Les pancartes sont bien prêtes. « Mamans debout« , « mamans du 19ème en colère« , « pas de frontières entre les quartiers » ou encore « on est tous du 19ème », peut-on y lire. Il est 14h30 et les manifestants commencent à scander leurs messages de paix ce samedi 25 novembre : parmi eux, beaucoup de mères de famille, inquiètes et excédées de voir la violence gangréner leurs enfants. En guise d’introduction, Cathy Latif prend la parole : à 38 ans, cette mère de famille habitante du 19ème et elle-même enfant de l’arrondissement, a voulu agir plutôt que d’observer les jeunes de son quartier basculer. En guise d’ouverture, les chanteurs de Gospel rendent hommage aux victimes des violences de ces dernières années. A leurs côtés, des associations locales et des médiateurs de la mairie du 19ème.

La mort de trop, celle qui a fait bouger les consciences, c’est celle de Boubou Yatera. Dans la nuit du 22 au 23 septembre 2017, ce jeune habitant de 18 ans du 19ème, décède d’une balle dans l’abdomen lors d’une rixe opposant une trentaine de jeunes de la cité des Flamands à d’autres jeunes de Curial-Cambrai près de la gare Rosa Parks. Et ce, près d’un an après le décès de son frère, Demba Yatera, alors âgé de 25 ans.

« On sait tous ce qui se passe, on attend que ça crame pour intervenir« .

Le défilé commence à peine. Une femme pousse la poussette de son bébé endormi, bercé par les slogans. Née dans le 19e, cette mère de famille vit dans le quartier de l’Ourcq depuis 5 ans. « Si on n’agit pas maintenant en tant que parents, nos enfants récolteront ce mauvais climat plus tard. Et ce sera trop tard pour pleurer ». Fatima Niakate, 29 ans, habite aussi le 19ème. « J’ai peur que mes petits frères rentrent dans cette spirale infernale. On ne peut pas comprendre mais c’est nous qui endurons« . Diaby Aissatou a 29 ans. Elle a un fils de deux ans et se sent concernée par cette marche. « Ce serait bien de préparer les choses en amont pour que nos enfant arrivent dans de bonnes conditions, pour qu’ils grandissent dans des quartiers stables et sans violence ». 

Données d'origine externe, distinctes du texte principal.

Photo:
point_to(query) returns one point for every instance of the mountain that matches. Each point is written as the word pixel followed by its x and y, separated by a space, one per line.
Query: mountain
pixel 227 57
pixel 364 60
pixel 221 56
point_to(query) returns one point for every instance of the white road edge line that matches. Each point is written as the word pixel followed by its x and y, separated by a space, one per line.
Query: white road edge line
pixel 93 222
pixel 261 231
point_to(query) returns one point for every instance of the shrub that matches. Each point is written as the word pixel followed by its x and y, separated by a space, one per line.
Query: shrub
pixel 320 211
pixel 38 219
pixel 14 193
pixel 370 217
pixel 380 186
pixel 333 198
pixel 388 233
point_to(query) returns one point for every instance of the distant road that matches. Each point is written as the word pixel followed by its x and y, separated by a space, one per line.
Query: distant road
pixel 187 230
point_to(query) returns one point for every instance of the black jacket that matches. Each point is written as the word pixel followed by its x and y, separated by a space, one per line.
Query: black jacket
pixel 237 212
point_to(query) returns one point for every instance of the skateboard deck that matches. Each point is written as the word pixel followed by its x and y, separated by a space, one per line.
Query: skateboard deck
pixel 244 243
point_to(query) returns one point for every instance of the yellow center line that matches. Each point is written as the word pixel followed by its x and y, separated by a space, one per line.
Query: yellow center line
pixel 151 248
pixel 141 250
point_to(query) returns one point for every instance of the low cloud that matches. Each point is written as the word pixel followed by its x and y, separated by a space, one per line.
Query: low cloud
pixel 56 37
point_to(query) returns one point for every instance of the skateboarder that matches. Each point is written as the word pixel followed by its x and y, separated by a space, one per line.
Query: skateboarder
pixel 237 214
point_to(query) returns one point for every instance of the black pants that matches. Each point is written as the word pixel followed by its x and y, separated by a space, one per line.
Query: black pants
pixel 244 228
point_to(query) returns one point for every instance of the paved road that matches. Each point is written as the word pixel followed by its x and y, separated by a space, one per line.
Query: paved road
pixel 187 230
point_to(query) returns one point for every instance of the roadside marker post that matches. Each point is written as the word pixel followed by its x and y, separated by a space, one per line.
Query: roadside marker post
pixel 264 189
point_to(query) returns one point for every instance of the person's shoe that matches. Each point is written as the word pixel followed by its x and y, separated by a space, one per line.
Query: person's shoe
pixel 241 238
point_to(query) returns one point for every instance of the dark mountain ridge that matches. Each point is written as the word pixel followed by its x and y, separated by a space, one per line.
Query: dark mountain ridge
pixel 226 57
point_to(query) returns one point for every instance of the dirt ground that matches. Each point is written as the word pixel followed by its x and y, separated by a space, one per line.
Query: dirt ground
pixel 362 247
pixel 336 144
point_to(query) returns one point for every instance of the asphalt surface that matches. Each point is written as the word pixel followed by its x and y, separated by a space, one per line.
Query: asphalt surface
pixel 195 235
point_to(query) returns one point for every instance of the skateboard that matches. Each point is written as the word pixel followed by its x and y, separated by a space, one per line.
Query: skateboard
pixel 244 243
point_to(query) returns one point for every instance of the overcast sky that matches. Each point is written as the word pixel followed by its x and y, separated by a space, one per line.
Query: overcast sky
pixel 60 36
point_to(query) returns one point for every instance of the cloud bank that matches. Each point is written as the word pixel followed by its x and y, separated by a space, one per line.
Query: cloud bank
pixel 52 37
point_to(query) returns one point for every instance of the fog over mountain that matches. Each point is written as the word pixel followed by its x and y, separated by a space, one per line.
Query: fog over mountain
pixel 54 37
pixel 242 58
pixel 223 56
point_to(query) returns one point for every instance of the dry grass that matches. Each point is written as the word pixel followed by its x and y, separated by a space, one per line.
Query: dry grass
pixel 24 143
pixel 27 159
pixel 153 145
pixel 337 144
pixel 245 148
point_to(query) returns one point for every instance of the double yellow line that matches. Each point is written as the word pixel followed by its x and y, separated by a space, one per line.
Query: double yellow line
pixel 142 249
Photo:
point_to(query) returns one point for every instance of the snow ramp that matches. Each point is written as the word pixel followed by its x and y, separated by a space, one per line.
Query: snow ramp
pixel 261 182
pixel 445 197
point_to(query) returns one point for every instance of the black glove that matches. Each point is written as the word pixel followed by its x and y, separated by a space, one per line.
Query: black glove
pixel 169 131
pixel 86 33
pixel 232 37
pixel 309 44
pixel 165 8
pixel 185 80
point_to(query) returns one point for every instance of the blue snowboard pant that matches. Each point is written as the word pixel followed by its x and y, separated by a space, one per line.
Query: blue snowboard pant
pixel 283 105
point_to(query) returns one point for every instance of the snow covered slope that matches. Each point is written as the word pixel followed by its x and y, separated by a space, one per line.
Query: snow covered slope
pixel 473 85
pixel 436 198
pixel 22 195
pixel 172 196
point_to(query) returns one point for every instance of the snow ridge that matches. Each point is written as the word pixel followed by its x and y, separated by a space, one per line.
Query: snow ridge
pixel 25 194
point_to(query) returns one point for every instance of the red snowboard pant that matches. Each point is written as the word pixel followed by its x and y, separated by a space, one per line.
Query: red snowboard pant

Diaby Aissatou, 29 ans, habitante du 19ème arrondissement et jeune mère de famille se sent concernée par la démarche

« Ce n’est pas qu’une question de violences. Le problème est plus général, il y a une confiscation des revenus par certains et pas assez de partage »

Mahira Delanney, également habitante du 19ème, en est convaincue. « Si tous ces gamins avaient été à la fac, s’il y avait eu l’éloquence comme arme, ils s’en seraient tous servis dans les joutes verbales comme on fait dans les grandes écoles mais tout ça me fait de la peine, ça me met en colère parce qu’on sait tous ce qui se passe et on attend que ça crame pour intervenir ». Hadrien Bortot, lui, est militant communiste du quartier. Il se trouvait dans le 19ème lorsque Boubou Yatera est mort. « J’étais dans un café et un copain m’a appelé en panique parce qu’il avait peur pour son petit frère, parce qu’il était dehors à ce moment-là. J’explique ces violences par l’ennui de ces jeunes mais aussi par un besoin de reconnaissance, un besoin de se faire des ennemis pour exister, pour se créer une identité. Avec cette marche, on essaie de montrer que cette identité dans le conflit, elle a moins de valeur que l’identité positive des gens qui décident de marcher ensemble, de faire des choses collectivement ».  Jérôme Housseau, 57 ans, musicien, regarde avec passion l’effervescence de la marche, heureux de l’initiative mais dit ne pas être dupe. « Ce n’est pas qu’une question de violences. Le problème est plus général, il y a une confiscation des revenus par certains personnes, pas assez de partage. Pour s’en sortir, ils vont faire quoi ces jeunes ? », se demande-t-il, le ton inquiet.

Mahira Delanney, habitante du 19ème arrondissement, prend la parole durant la marche

« Il faut des aînés qui interviennent dans les écoles pour montrer d’autres modèles aux jeunes » 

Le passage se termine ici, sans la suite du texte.